Solve the following algebraically
$\displaystyle a)x^3+5x^2=2x+6$
$\displaystyle b)x^4-13x^2=-36$
a) $\displaystyle x^3 + 5x^2 - 2x - 6 = 0$
Notice that $\displaystyle f(-1) = (-1)^3 + 5(-1)^2 - 2(-1) - 6 = -1 + 5 + 2 - 6 = 0$
So by the factor and remainder theorems, $\displaystyle x + 1$ is a factor.

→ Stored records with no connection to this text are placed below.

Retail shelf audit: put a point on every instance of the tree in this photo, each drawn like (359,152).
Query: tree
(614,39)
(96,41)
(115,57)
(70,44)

Using long division, you should find that
$\displaystyle f(x) = (x + 1)(x^2 + 4x - 6) = 0$
By the null factor law
$\displaystyle x + 1 = 0$ or $\displaystyle x^2 + 4x - 6 = 0$
The first equation is easy to solve, the second is solved using the Quadratic Formula.

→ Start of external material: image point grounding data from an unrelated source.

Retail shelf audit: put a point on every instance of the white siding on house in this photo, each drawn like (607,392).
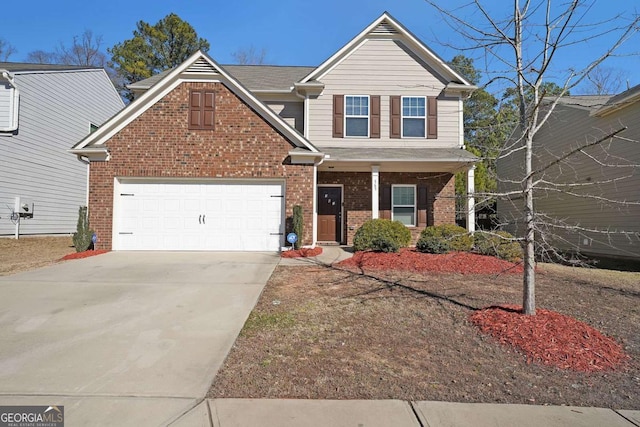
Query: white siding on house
(569,128)
(56,111)
(7,106)
(382,67)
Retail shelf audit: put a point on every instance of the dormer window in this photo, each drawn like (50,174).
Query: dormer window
(414,117)
(356,116)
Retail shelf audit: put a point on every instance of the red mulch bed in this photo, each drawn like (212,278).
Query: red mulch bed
(551,338)
(85,254)
(302,252)
(411,260)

So $\displaystyle x = -2 - \sqrt{10}, x = -1, x = -2 + \sqrt{10}$ are the solutions.
b) $\displaystyle x^4 - 13x^2 + 36 = 0$
Notice that if I write $\displaystyle X = x^2$ the equation becomes
$\displaystyle X^2 - 13X + 36 = 0$
$\displaystyle (X - 4)(X - 9) = 0$
$\displaystyle X = 4$ or $\displaystyle X = 9$.
Since $\displaystyle X = x^2$
$\displaystyle x^2 = 4$ or $\displaystyle x^2 = 9$
So $\displaystyle x = -3, x = -2, x = 2, x = 3$ are the solutions.